Wednesday, September 8, 2010
The Zen of Football
Okay, so I've now gone to two of Bar Mitzvahzilla's Freshman high school football games. This hasn't been without some great effort. Being a bit football challenged, just showing up took a lot of resolve. I knew that good moms go to their kid's games. So I had to go. That was that. No matter that each of the games have been away games, and I mean away - like the first one thirty miles north and the second one thirty miles south. And no matter that I soon learned a cruel fact of being the visiting team: our stands invariably face west into the setting sun in the 100 degree Arizona heat. But it's football, right? Suffering's part of the game.
So far our team lost one game and won another. Yesterday I found myself actually enjoying myself, sitting next to Husband and jumping up and down with all the other lunatic parents. The only thing I can't stand is Husband's preachy philosophizing about the game: what plays the coach should have played, what plays he might play, all the possibilities in the world, apparently, that have to be muttered into anyone's ear nearby. Considering that and the guy yelling "'Go Birds" intermittently, I think ear plugs could make this really good.

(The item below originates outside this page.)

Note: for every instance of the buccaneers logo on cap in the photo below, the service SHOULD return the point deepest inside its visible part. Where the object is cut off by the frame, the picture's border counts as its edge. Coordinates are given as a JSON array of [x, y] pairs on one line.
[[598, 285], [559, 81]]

By the end of the two games Husband was muttering about something else: Bar Mitzvahzilla hadn't played. Today after practice he told me he doesn't expect to. Husband hit the roof but I chose to look at it in a more Zen-like manner.

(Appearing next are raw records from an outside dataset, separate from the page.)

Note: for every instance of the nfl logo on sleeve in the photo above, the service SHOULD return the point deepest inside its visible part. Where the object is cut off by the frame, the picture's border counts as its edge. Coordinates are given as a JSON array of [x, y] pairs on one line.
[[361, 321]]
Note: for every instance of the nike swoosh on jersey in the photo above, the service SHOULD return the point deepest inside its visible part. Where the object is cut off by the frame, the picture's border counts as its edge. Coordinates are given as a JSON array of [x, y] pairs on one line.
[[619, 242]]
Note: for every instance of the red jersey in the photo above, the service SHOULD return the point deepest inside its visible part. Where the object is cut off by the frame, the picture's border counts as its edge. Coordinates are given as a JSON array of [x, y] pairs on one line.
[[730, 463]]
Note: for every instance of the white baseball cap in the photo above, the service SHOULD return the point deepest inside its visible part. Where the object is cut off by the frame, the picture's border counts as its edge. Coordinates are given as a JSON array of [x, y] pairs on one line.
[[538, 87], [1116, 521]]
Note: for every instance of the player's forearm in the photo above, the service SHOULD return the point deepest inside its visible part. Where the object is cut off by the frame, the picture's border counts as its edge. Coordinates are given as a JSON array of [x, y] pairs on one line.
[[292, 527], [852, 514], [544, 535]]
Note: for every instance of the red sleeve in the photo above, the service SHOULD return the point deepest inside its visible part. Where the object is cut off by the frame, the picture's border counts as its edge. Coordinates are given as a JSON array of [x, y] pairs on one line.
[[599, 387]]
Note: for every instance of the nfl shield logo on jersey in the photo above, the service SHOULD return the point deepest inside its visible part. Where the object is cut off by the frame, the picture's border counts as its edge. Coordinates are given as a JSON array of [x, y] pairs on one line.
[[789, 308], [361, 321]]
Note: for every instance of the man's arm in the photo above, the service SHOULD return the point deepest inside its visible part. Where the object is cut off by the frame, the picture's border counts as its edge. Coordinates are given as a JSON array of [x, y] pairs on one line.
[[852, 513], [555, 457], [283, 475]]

When I was watching the game yesterday I forgot that my son hadn't actually been on the field because it seemed to me that just being a part of a team was something too - that his team playing was him playing. There were about four injuries during the overall game, moments during which both sides got down wordlessly on one knee and they and the spectators all showed respect for the injured player by clapping as he was taken off the field. Where would Bar Mitzvahzilla have gotten that experience, exactly, if not for football? That kind of reverence, of control, of understanding that sometimes you're a part of something bigger than just yourself. These are lessons I didn't learn till I was forty - that sometimes you just have to do a whole bunch of work and never know if there will be a payoff. That the work itself has meaning.
Also, football's brought some unexpected benefits. There's the fact that he got to start high school knowing a lot of kids, and coming from private school that was a big deal. There's the fourteen pounds of pure muscle he's packed on his frame. There's the fact that on game day he gets to strut around campus in his jersey. And, not least of all, he gets to look up from his position - yes, right now his position seems to be standing and not playing - and see two parents and a sister who love him enough to schlep all over the planet to show support for his team and his endeavor. And sweat.
He can also see his mother who's learning, after nearly eighteen years of marriage to a football fanatic, to enjoy the game.
Do you ever feel like you should keep a list of all the things you did to show love to your kids that they don't appreciate? Giving out any sage advice to children lately? Football anyone?